Rosulullah bersabda :

- إن الله يحب العبد التقي النقي الخفي) رواه مسلم

🔥 Mencari ketenaran adalah tercela dalam kondisi apapun, seorang mukmin itu sebagai orang tunduk patuh dan tawadhu’ tidak menyukai ditunjuk dengan jemari, dalam ramai. Di antara sarana terbesar yang akan merusak seseorang untuk sampai kepada Rabbnya adalah: menyukai ketenaran, suka terkenal, merasa mulia di hadapan manusia dan kekuasaan.
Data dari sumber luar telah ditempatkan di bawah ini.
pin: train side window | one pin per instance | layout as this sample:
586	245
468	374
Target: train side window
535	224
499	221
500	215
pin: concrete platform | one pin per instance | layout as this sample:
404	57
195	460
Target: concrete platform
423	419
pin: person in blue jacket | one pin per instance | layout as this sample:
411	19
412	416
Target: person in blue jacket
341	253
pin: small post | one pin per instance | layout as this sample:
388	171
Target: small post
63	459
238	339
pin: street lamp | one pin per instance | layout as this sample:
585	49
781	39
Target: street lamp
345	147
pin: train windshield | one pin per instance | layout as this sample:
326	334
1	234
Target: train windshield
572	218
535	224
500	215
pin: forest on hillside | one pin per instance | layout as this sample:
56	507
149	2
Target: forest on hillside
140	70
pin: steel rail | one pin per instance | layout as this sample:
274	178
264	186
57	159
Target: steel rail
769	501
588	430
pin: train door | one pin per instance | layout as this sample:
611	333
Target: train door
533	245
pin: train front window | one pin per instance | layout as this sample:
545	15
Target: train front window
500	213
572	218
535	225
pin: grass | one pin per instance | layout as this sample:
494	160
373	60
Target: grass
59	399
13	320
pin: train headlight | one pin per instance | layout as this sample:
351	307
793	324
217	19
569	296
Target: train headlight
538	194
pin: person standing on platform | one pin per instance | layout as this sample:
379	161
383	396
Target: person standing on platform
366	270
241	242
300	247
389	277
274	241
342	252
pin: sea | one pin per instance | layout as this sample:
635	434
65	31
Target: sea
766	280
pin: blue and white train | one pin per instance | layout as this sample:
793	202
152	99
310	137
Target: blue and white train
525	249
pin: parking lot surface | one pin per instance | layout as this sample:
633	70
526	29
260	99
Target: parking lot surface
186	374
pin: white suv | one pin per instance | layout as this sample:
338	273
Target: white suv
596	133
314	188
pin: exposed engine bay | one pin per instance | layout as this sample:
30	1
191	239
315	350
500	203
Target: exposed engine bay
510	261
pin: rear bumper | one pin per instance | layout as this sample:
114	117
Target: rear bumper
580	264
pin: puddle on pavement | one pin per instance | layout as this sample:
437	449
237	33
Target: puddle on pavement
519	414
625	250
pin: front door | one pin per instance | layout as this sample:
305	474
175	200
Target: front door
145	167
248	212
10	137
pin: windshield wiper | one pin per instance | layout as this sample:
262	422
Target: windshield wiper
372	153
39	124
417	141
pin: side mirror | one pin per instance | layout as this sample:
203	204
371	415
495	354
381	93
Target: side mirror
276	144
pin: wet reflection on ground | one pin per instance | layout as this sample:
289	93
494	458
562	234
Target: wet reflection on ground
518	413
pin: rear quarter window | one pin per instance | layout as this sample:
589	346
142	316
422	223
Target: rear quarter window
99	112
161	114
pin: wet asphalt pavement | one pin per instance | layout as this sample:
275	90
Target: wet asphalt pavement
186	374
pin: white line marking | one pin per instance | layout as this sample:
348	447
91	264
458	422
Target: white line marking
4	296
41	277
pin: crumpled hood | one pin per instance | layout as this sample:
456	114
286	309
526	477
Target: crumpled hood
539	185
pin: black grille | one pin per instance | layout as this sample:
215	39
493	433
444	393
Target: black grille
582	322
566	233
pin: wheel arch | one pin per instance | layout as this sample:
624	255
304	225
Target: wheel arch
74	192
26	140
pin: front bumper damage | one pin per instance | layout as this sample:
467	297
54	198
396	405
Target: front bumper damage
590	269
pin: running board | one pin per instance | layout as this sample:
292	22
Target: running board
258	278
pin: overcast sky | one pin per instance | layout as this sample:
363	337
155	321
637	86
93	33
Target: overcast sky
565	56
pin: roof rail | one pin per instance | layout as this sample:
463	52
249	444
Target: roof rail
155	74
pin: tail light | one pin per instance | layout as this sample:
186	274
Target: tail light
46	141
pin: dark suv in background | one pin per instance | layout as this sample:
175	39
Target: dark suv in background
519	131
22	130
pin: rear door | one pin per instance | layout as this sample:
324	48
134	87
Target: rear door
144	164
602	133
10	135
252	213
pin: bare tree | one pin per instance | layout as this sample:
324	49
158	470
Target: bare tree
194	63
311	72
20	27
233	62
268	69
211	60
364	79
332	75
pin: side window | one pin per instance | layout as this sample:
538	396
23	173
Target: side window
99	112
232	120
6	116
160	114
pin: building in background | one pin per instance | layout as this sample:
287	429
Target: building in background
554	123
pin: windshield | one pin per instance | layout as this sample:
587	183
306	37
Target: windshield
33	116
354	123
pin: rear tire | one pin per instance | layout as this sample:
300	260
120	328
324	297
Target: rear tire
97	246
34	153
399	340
Meng-expose dirinya bahwa dirinya hebat dan canggih.

🔥 Imam Tirmidzi (2.376) telah meriwayatkan dan telah menshahihkannya dari Ka’ab bin Malik berkata: “Rasulullah () bersabda:

( مَا ذِئْبَانِ جَائِعَانِ أُرْسِلَا فِي غَنَمٍ بِأَفْسَدَ لَهَا مِنْ حِرْصِ الْمَرْءِ عَلَى الْمَالِ وَالشَّرَفِ لِدِينِهِ ) وصححه الألباني في " صحيح الجامع " (5.r620) .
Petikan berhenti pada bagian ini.